Scientific names Common names
Aquilicia otillis Gaertn. Amamali (Bis.)
Leea biserrata Miq. Hamamali (Bis.)
Leea celebica C.B.Clarke. Mali (Tag.)
Leea divaricata T.&B.. Mamali (Bag., Bis.)
Leea expansa W.G.Craib Nutub (Sul.)
Leea fulginosa Miq. Bandicoot berry (Engl.)
Leea gigantea Griff.  
Leea gracilis Lauterb.  
Leea indica (Burm. f.) Merr.  
Leea naumannnii Engl.  
Leea novoguineensis Val.  
Leea ottilis (Gaertn.) DC.  
Leea palambanica Miq.  
Leea pubescens Zipp. ex Miq.  
Leea ramosii Merr.  
Leea roehrsiana Sanders ex Masters  
Leea sambucina Willd.  
Leea sambucina var. biserrata (Miq.) Miq.  
Leea sumatrana Miq.  
Leea sundaica Miq.  
Leea umbracuifera C.B.Clarke  
Leea viridiflora Planch.  
Staphylea indica Burm. f.  
Quisumbing's compilation lists three species under the Genus Leea: Leea aculeata (mali-mali), Leea indica (mali), and Leea manillensis (abang-abang).
Leea indica (Burm.f.) Merr. is an accepted name. The Plant List

Other vernacular names
BENGALI: Kurkur, Kukur jiwa, Achila gach, Arengi.
CHINESE: Yan tuo.
HINDI: Kikur jihwa.
INDONESIA: Li tuwa, Kayu tuwa.
KANNADA: Gadhapatri.
MALAYSIA: Mali-mali, Merbati padang, Jolok-jolok.
MARATHI: Karkani.
PAPUA NEW GUINEA: Paikoro, Dadoro, Warawa.
SRI LANKA: Burulla, Gurulla.
TAMIL: Nalaya, Ottannalam.
THAILAND: Katangbai, Bangbaai ton, Na tor kor.
VIETNAM: C[ur] r[oos]i den.

Mali is a shrub or small tree, up to 10 meters high. Leaves are pinnate or tripinnate, 90 to 120 centimeters long. Leaflets are extremely variable in size and shape. Flowers are greenish-white, sepals 2 to 3 by 3 to 4 millimeters, smooth to pubescent.
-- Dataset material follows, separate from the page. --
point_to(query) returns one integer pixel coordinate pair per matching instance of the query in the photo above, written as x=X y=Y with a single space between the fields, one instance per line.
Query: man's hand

Fruit is a small berry, dark purple to black, 5 to 10 millimeters in diameter, and 6-seeded.

- In thickets at low altitudes in Mindoro, Mindanao, Panay, and the Sulu Archipelago.
- Rare in the Philippines.

- Also occurs in India to Indo-China, the Malay Peninsula, Java, Sumatra, and Borneo.

- Study of leaves of Leea indica yielded twenty-three known chemical compounds including 11 hydrocarbons, phthalic acid, palmitic acid, 1-eicosanol, solanesol, farnesol, three phthalic acid esters, gallic acid, lupeol, ß-sitosterol and ursolic acid. (2)
- Phytochemical screening isolation a novel carotenoid, leeatene, and nine other known compounds including squalene, hexadecanoyl-0-amyrin, vitamin E, 1 - tetratriacontanol, P-amyrin, 3-hydroxy-12-oleanen-28-oic acid, Psitosteryl- P-D-glucopyranoside, 2a,3a,23-trihydroxy-12-oleanen-28-oiacc id and phloridzin.
- An ethanolic extract of roots yielded alkaloids, carbohydrates,steroids, triterpenoids, flavonoids, glycosides, anthraquinone glycosides, tannins, resins, and saponins. Chemical entities characterized included ß-sitosterol, lupeol, di-n-octyl phthalate, ß-amyrin, gallic acid, quercitrin, dibutyl phthalate and a-tocopheral.
- Ethanol leaf extract yielded a total phenolic content of 24.00 ± 0.81 g GAE/100g, total flavonoid content of 194.68 ± 2.43 g quercetin/100g, and total antioxidant capacity of 106.61 ± 1.84 g AA/100 g dry extract. (see study below) (26)
- Phytochemical screening of leaves yielded alkaloids, flavonoids, glycosides, phenols, lignins, saponins, sterols, tannins, arthraquinone, and reducing sugar. Methanol and ethanol extracts showed higher phenolic content than aqueous extract. (see study below) (27)
- Crude methanol extract of leaves yielded alkaloids, glycosides, steroids, tannins, flavonoids, saponins, reducing sugars, and gums. (see study below) (28)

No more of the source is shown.